The present invention relates to methods and systems for providing three-dimensional representations and will be described below with reference to this application. However, it will be appreciated that the invention is not limited to this particular field of use.
Several methods for providing volumetric representations of three-dimensional objects are known in the art. An example of a method for providing volumetric representations of three-dimensional objects includes providing a three-dimensional (3D) shape reconstruction of objects from multiple views. The computation of the visual hull from object silhouettes is a popular technique.
The method, also called shape-from-silhouette, delivers a 3D description of the object. The approach requires a set of silhouette images from calibrated cameras. A silhouette image is a binary (or in some cases, grey scale) image where each pixel indicates whether this pixel belongs to the object or not. The silhouette information can be determined by any suitable segmentation process. This is advantageously done using chroma-keying or difference-keying as described in our GB-0220972.4 and our earlier applications referred therein.
The 3D shape reconstruction can be formulated as the intersection of generalised cones of the silhouette images. A generalised cone is the union of visual rays from all silhouette points of a particular image. This intersection gives only an approximation of the real object shape and is called the visual hull.
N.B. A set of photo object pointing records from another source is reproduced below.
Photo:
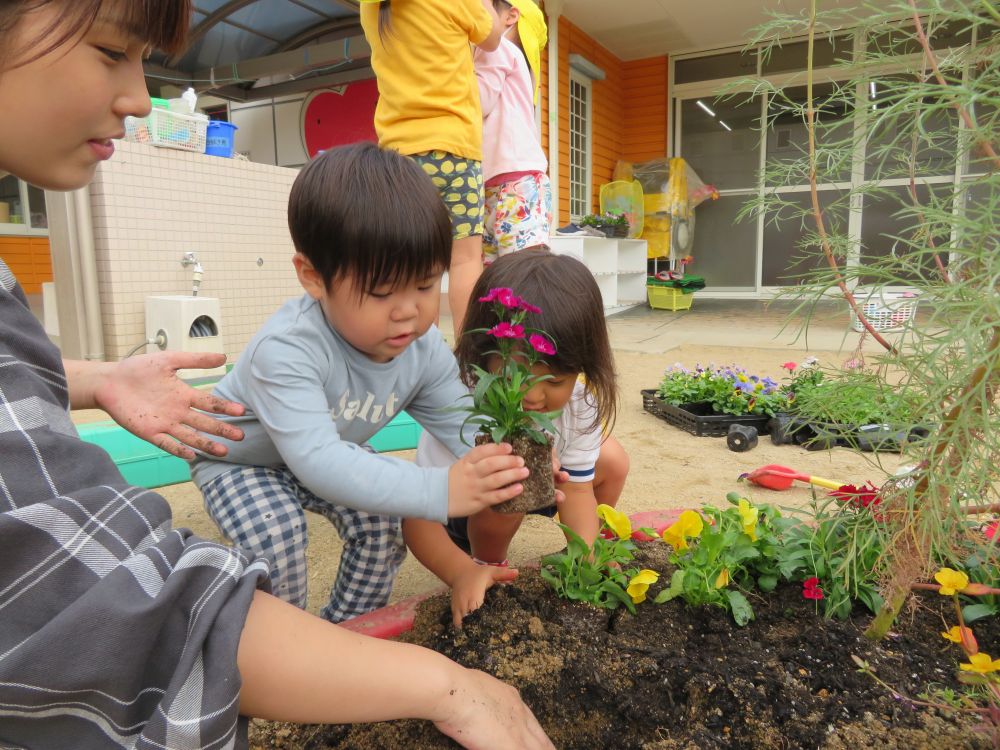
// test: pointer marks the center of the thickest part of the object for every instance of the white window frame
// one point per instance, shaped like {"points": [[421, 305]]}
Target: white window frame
{"points": [[8, 229], [579, 208], [695, 89]]}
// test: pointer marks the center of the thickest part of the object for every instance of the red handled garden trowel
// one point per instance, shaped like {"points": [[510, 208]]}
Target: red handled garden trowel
{"points": [[775, 477]]}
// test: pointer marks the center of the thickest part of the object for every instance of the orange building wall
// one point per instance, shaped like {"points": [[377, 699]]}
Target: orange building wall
{"points": [[29, 260], [644, 135], [629, 111]]}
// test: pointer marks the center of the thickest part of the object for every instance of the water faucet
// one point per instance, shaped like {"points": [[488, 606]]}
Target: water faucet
{"points": [[190, 259]]}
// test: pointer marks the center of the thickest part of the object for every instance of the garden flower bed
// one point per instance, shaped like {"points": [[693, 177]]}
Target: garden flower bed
{"points": [[675, 676], [642, 666]]}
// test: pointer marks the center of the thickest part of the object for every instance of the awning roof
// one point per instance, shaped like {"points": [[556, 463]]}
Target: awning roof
{"points": [[252, 49]]}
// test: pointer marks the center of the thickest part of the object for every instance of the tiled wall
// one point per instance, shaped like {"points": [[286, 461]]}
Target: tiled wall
{"points": [[152, 205]]}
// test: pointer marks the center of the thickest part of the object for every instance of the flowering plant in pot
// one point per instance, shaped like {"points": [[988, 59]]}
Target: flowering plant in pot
{"points": [[726, 390], [498, 397], [612, 223]]}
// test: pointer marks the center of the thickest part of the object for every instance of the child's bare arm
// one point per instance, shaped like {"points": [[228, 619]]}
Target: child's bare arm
{"points": [[324, 673], [467, 580], [579, 510], [430, 544]]}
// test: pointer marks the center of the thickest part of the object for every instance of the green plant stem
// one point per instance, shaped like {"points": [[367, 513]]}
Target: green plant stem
{"points": [[953, 444], [982, 142], [926, 704], [814, 191], [971, 510]]}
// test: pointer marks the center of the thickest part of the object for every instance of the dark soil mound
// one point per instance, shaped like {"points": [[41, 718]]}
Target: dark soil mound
{"points": [[688, 678]]}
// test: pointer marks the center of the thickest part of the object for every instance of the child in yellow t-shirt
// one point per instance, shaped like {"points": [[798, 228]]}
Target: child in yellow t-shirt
{"points": [[428, 109]]}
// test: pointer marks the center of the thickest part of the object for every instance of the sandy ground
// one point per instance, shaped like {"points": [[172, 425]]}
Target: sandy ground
{"points": [[669, 468]]}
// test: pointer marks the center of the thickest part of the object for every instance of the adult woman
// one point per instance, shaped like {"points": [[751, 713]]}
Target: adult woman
{"points": [[116, 630]]}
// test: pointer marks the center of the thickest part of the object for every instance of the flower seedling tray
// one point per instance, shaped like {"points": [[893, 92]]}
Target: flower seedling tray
{"points": [[699, 419], [789, 429]]}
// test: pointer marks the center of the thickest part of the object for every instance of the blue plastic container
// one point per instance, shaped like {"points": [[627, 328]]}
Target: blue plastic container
{"points": [[219, 138]]}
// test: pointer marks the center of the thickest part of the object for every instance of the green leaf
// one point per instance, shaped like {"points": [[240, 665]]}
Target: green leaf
{"points": [[575, 544], [620, 594], [973, 612], [740, 607]]}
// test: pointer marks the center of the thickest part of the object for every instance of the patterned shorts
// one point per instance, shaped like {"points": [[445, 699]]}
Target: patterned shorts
{"points": [[518, 215], [460, 183]]}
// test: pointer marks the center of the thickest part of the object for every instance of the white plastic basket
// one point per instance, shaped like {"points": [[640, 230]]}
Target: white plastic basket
{"points": [[885, 311], [168, 130]]}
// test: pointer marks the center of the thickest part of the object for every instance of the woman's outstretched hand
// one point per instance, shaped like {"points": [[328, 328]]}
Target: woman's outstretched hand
{"points": [[144, 395], [483, 713]]}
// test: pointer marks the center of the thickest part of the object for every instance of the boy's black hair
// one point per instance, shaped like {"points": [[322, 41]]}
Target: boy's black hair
{"points": [[368, 214], [572, 315]]}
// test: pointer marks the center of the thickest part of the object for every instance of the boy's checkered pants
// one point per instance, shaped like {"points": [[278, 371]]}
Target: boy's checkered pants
{"points": [[261, 510]]}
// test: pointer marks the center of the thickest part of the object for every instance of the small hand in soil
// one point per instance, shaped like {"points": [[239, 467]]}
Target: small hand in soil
{"points": [[469, 588]]}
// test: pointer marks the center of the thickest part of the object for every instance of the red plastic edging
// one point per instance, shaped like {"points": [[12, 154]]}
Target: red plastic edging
{"points": [[388, 622]]}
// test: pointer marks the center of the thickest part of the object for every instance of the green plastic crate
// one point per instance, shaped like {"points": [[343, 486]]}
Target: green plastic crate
{"points": [[145, 465]]}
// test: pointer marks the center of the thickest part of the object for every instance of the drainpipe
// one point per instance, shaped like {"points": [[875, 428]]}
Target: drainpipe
{"points": [[71, 238], [88, 270], [553, 9]]}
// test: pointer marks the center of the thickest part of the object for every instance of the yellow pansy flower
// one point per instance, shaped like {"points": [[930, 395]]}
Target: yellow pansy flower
{"points": [[688, 524], [617, 521], [749, 514], [952, 581], [640, 583], [981, 663], [953, 634]]}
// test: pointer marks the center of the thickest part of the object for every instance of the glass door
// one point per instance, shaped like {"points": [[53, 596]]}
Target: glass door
{"points": [[720, 140]]}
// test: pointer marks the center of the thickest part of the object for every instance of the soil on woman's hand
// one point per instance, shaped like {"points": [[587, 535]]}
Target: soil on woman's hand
{"points": [[675, 677]]}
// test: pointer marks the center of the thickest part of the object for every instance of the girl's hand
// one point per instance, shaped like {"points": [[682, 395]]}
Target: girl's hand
{"points": [[470, 587], [485, 476], [482, 713], [144, 395]]}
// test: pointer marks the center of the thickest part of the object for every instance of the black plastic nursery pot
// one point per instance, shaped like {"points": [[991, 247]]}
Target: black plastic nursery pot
{"points": [[788, 429], [699, 419]]}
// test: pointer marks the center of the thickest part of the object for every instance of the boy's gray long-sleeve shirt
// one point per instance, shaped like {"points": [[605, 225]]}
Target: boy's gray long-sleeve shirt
{"points": [[312, 399]]}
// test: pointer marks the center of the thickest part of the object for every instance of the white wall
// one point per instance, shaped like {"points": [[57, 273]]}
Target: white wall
{"points": [[270, 131], [151, 206]]}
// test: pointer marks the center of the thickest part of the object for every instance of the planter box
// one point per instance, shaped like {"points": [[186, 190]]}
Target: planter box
{"points": [[786, 428], [699, 419], [668, 298]]}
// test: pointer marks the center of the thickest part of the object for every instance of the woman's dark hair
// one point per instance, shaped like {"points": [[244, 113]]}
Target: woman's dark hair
{"points": [[367, 213], [572, 315], [161, 23]]}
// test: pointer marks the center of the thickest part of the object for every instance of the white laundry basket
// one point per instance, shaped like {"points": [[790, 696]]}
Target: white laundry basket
{"points": [[885, 310]]}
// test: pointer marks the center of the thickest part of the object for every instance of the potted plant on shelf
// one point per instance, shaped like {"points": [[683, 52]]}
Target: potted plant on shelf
{"points": [[707, 401], [613, 223], [498, 397]]}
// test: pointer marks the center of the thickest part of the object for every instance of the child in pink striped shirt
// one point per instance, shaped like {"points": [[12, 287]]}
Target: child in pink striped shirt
{"points": [[518, 210]]}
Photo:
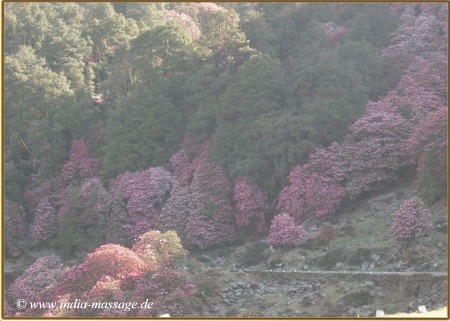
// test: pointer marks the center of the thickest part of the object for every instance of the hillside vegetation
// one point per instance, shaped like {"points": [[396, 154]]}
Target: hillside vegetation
{"points": [[135, 132]]}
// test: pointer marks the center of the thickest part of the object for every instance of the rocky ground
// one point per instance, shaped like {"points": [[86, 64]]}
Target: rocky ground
{"points": [[316, 278], [334, 279]]}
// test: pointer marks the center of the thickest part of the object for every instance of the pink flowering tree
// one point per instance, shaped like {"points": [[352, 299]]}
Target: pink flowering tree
{"points": [[310, 194], [158, 249], [251, 205], [110, 260], [284, 231], [412, 218], [144, 194], [418, 34]]}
In particular concavities cannot be modeled with this method.
Several algorithms have been published for the computation of the visual hull, for example: W. Martin and J. K. Aggarwal, “Volumetric descriptions of objects from multiple views,” IEEE Transactions on Pattern Analysis and Machine Intelligence, vol. 5, no. 2, pp. 150–158, March 1983; M. Potmesil, “Generating octree models of 3D objects from their silhouettes in a sequence of images,” Computer Vision, Graphics and Image Processing, vol. 40, pp. 1–29, 1987; Richard Szeliski, “Rapid octree construction from image sequences,” CVGIP: Image Understanding, vol. 58, no. 1, pp. 23–32, July 1993; and Wolfgang Niem, “Robust and fast modeling of 3d natural objects from multiple views,” in SPIE Proceedings, Image and Video Processing II, San Jose, February 1994, vol. 2182, pp. 388–397. These approaches attempt to solve the problem in a volumetric space representation. The most common of these representations is to subdivide a 3D box in euclidian 3-space into a set of voxels of discrete size. The size of the box is predetermined such that the object can fit inside. In order to save memory these may be represented as “octrees” or are run-length encoded.
For the use of the 3D reconstruction, e.g. in a computer graphic application, a surface description, usually a polygonal mesh has to be generated. An often used algorithm is the marching cubes algorithm, described in U.S. Pat. Nos. 4,710,876 and 4,885,688, which creates an iso-surface of a volumetric data set. Since the mentioned shape-from-silhouette methods compute binary voxels the 3D surfaces generated from those using the marching cube algorithm are very noisy. This noise is introduced due to spatial discretisation of the volumetric representations. That is to say, real data as the actual shape of the object is lost during the processing of the algorithm.